Devenir orthoptiste, puis s'installer en libéral, suit un chemin balisé mais exigeant. Voici l'essentiel à retenir :

  1. Diplôme : le certificat de capacité d'orthoptiste (3 ans, accès sélectif sur Parcoursup) est obligatoire.
  2. Enregistrement : inscrivez-vous au RPPS auprès de l'ARS (l'ADELI est fermé depuis fin 2024), puis à la CPAM pour votre numéro AM.
  3. Conventionnement : profession conventionnée, avec un rôle croissant dans le dépistage et le parcours de soins.
  4. Installation : vérifiez le zonage, envisagez la collaboration avec un ophtalmologiste, anticipez le matériel.
  5. Statut : la micro-entreprise est exclue (CARPIMKO) ; démarrez le plus souvent en EI/BNC (2035), puis envisagez la SELARL ou la SCM selon vos projets.
  6. Charges : affiliation obligatoire à la CARPIMKO, avec cotisations minimales dès le départ ; déclaration 2035 au régime réel.
  7. Sécurité : RCP, prévoyance complémentaire, compte dédié et suivi comptable rigoureux.

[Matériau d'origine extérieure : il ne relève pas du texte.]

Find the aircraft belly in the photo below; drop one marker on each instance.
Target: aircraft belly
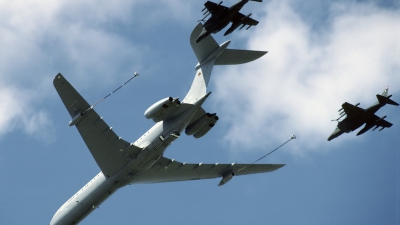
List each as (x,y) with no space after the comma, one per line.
(84,201)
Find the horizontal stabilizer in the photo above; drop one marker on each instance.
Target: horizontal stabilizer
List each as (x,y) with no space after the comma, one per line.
(233,56)
(208,46)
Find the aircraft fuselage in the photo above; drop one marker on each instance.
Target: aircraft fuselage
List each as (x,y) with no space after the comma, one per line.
(154,142)
(355,121)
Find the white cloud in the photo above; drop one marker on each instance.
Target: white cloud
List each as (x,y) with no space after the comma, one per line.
(79,39)
(308,73)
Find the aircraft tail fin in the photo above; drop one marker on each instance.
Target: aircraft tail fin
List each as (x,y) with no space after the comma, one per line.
(386,100)
(208,54)
(385,92)
(208,49)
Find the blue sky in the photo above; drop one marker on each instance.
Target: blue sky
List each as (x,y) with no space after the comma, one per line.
(321,54)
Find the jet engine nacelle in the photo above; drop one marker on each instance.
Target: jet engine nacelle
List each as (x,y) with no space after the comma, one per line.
(162,109)
(201,126)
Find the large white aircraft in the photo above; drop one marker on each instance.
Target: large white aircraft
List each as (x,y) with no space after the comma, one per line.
(142,161)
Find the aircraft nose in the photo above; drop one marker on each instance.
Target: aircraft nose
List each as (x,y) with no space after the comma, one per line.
(334,134)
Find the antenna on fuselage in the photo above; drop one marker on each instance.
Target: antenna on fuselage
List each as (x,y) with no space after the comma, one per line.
(291,138)
(79,115)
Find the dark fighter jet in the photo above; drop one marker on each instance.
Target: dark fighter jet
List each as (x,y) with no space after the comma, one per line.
(357,116)
(221,16)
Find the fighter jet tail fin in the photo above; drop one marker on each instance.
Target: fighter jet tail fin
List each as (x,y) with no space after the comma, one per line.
(386,100)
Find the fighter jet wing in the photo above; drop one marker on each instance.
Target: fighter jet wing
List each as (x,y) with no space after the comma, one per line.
(351,109)
(245,20)
(169,170)
(110,151)
(379,122)
(214,8)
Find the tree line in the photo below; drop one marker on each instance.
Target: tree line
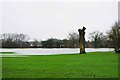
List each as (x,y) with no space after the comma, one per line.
(97,40)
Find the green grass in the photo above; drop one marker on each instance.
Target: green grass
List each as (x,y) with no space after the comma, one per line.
(94,64)
(7,53)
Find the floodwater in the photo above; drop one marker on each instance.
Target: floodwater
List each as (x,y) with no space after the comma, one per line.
(52,51)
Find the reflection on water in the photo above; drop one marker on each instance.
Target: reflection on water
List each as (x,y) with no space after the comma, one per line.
(47,51)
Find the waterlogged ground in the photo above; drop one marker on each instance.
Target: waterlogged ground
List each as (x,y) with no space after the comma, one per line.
(92,65)
(52,51)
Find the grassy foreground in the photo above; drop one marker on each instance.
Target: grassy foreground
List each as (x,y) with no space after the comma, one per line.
(91,65)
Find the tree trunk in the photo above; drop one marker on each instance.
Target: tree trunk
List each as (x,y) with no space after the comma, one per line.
(82,40)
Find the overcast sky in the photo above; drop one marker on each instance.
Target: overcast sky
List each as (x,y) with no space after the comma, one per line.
(46,19)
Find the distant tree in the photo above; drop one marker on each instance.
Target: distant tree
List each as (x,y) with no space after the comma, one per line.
(114,35)
(13,40)
(73,38)
(96,38)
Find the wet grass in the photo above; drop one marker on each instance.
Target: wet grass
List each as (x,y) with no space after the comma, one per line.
(7,53)
(91,65)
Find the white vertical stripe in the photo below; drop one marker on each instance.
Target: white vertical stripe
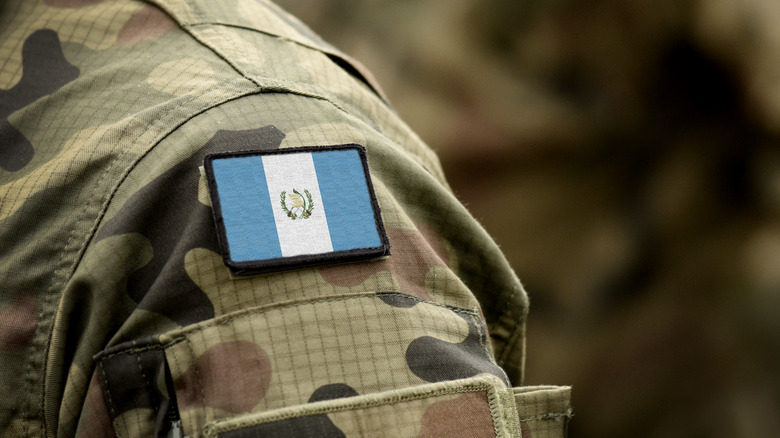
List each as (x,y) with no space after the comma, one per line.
(285,172)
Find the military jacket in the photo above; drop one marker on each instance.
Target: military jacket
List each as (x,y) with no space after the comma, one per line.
(118,315)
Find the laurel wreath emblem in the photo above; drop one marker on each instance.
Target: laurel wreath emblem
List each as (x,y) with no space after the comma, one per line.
(298,201)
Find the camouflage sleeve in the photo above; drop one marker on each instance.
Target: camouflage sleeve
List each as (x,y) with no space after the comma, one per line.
(142,329)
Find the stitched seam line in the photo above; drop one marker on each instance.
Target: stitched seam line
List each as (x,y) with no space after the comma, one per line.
(109,400)
(550,416)
(258,311)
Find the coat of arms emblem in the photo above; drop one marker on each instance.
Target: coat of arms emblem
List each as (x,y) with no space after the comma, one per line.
(298,205)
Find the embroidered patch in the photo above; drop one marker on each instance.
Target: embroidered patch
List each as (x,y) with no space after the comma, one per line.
(292,208)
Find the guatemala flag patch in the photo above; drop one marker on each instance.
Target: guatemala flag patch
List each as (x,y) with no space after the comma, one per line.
(293,208)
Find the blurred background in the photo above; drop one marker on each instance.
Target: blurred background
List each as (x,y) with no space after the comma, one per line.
(626,157)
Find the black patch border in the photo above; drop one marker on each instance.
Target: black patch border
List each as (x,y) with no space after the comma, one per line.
(255,267)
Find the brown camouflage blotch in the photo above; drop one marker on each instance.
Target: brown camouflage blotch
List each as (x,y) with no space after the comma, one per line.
(466,416)
(414,253)
(18,322)
(148,23)
(232,376)
(72,3)
(97,421)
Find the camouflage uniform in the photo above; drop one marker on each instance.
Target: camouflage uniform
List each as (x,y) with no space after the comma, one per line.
(118,316)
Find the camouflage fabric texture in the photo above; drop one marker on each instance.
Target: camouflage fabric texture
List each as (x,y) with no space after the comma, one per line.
(118,316)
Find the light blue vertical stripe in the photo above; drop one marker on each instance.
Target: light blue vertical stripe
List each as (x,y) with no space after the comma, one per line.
(246,208)
(345,199)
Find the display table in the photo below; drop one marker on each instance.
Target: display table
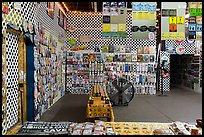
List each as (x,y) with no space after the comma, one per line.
(136,128)
(99,105)
(105,128)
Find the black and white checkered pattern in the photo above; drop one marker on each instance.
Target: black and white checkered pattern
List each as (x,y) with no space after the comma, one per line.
(166,81)
(190,48)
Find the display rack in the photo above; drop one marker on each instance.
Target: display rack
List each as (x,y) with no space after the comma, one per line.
(121,54)
(99,105)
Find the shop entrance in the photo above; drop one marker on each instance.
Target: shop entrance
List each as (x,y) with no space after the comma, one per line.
(182,71)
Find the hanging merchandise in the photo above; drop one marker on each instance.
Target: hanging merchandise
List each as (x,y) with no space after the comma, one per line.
(180,49)
(195,20)
(173,20)
(114,20)
(143,20)
(5,7)
(170,48)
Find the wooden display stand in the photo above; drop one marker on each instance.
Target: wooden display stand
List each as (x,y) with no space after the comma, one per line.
(99,105)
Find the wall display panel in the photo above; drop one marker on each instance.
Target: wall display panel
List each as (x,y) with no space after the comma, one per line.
(195,20)
(166,81)
(173,20)
(119,54)
(48,41)
(143,19)
(114,20)
(16,14)
(4,88)
(189,48)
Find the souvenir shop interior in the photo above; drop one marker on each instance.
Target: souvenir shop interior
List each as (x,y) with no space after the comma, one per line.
(114,53)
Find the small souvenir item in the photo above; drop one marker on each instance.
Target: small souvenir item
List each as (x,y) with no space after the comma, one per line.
(121,4)
(134,57)
(111,49)
(31,28)
(116,48)
(152,49)
(140,78)
(140,50)
(180,49)
(5,7)
(128,58)
(151,58)
(146,50)
(122,49)
(146,58)
(105,48)
(139,58)
(152,7)
(135,6)
(127,49)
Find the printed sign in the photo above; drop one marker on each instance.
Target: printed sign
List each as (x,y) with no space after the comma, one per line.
(180,49)
(151,36)
(170,48)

La partie médicale, vous la maîtrisez. Pour la partie chiffres, statut et fiscalité, entourez-vous. Un expert-comptable spécialisé dans les professions de santé vous fait gagner du temps, de l'argent et de la sérénité, dès votre première facture.

Les questions fréquentes (FAQ)

Quel diplôme faut-il pour devenir orthoptiste ?

Il faut obtenir le certificat de capacité d'orthoptiste, un diplôme d'État qui se prépare en trois ans après le baccalauréat (six semestres, 180 crédits ECTS). L'admission se fait sur dossier via Parcoursup et l'accès est sélectif. Sans ce certificat, vous ne pouvez ni porter le titre d'orthoptiste ni facturer d'actes.

Peut-on devenir orthoptiste en micro-entreprise ?

Non. En tant qu'orthoptiste libéral conventionné, vous êtes obligatoirement affilié à la CARPIMKO pour votre retraite et votre prévoyance, ce qui est incompatible avec le régime micro-entrepreneur. Vous exercez donc en libéral au régime réel, le plus souvent en entreprise individuelle (BNC) avec une déclaration 2035, ou en société (SELARL, SCM).

Comment enregistrer son diplôme d'orthoptiste ?

Depuis la fermeture du répertoire ADELI (bascule des orthoptistes le 11 octobre 2024), vous devez vous enregistrer au RPPS auprès de votre ARS, via le portail eRPPS, pour obtenir votre numéro RPPS. Vous vous rapprochez ensuite de votre CPAM de rattachement pour obtenir votre numéro AM, indispensable pour facturer et télétransmettre.

Combien coûte la CARPIMKO pour un orthoptiste ?

La CARPIMKO couvre la retraite de base, la retraite complémentaire, l'ASV et l'invalidité-décès. En 2025, le socle de cotisations minimales est d'environ 3 778 € par an, même avec de faibles revenus. En rythme de croisière, l'ensemble des cotisations d'un orthoptiste installé se situe souvent entre 7 000 et 8 000 € par an, selon le revenu.

Faut-il être conventionné pour exercer en libéral ?

L'orthoptie est une profession conventionnée : adhérer à la convention nationale permet à vos patients d'être remboursés par l'Assurance Maladie sur la base de tarifs opposables. C'est un atout majeur pour votre patientèle. Vous restez néanmoins libre de votre organisation, de vos horaires et de votre positionnement.

Quel statut juridique choisir pour s'installer ?

Au démarrage, l'entreprise individuelle en BNC (déclaration 2035) est le choix le plus simple et le plus courant. Quand l'activité se développe, la SELARL permet d'optimiser fiscalité et rémunération, tandis que la SCM sert à mutualiser des moyens en cabinet de groupe. Le bon choix dépend de vos revenus et de vos projets : faites-le valider par un expert-comptable.